Gust, Rosenfeld, Divelbess & Henderson by Richard A. Segal, Phoenix, for defendant-appellant.

Fred J. Pain, Jr., Phoenix, for plaintiffs-appellees.

FELDMAN, Justice.

Transamerica appeals from the judgment of the trial court which awarded the plaintiff, Zuckerman, damages on a fire loss claim. We assumed jurisdiction pursuant to Rule 19(e), Rules of Civil Appellate Procedure, 17A A.R.S.
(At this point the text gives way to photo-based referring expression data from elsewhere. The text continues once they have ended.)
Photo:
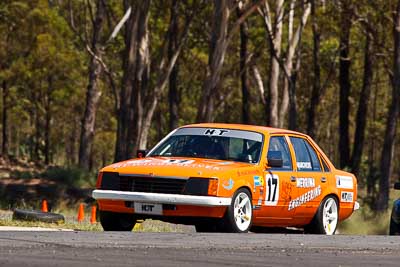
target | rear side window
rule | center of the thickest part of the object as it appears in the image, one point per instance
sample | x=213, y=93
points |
x=306, y=157
x=278, y=143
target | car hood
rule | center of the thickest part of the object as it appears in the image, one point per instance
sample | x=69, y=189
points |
x=178, y=167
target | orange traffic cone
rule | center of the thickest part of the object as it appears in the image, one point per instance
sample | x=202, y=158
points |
x=81, y=213
x=93, y=215
x=44, y=206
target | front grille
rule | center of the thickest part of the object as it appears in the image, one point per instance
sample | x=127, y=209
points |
x=152, y=185
x=149, y=184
On July 27, 1975, a fire substantially destroyed property belonging to the plaintiff, Zuckerman. Transamerica had covered Zuckerman for fire loss by a policy which contained a clause requiring that any action for recovery on a claim insured under the policy must be commenced within twelve months "after inception of the loss." 1 Within the one-year period, Zuckerman consulted counsel and also negotiated directly with Transamerica's adjuster. The adjuster informed Zuckerman that the loss was covered and that the company would pay the claim. Subsequently, it was agreed that the payment would be equal to the lowest of the three damage estimates that were to be obtained. The lowest estimate was $9,417.87. Accordingly, Zuckerman informed his attorney that he had reached a settlement agreement with the adjuster. This information was confirmed by the adjuster, who told the attorney that a draft would be forwarded for an amount equal to the lowest estimate.

A dispute then arose. Because Zuckerman did not intend to use the insurance proceeds to rebuild, the company took the position that the policy permitted it to reduce the settlement to "actual cash value," subject to a depreciation factor and excluding contractor's overhead and profit, sales tax, building permit fees and like items. 2 By letter of October 14, 1975, the company tendered a draft in the amount of $6,247.76 and notified Zuckerman's lawyer that "[i]n the event the building is repaired at some future date, we will at that time, after inspection of same, issue our draft for the difference...." It also indicated that Zuckerman had failed to file a proof of loss form as required by the policy and gave Zuckerman fifteen days from that date in which to comply with this requirement. Zuckerman's lawyer refused the tender, demanding the full $9,417.87 settlement.

On December 15, 1975, the company advised Zuckerman that it had received a document purporting to be a proof of loss from his attorney and claimed that the document was "DEFICIENT" in nine separate respects. Transamerica stated that the proof of loss form was "hereby rejected and refused as compliance with contract terms, and is enclosed herein for your disposal." 3 Therefore, Transamerica concluded, it "neither admits nor denies liability for any loss which may have occurred...." Nevertheless, Transamerica concluded its letter of December 15 by informing Zuckerman that "[i]n the interest of fairness, we will maintain [sic] to honor our offer ... in the amount of [$6,247.76]...."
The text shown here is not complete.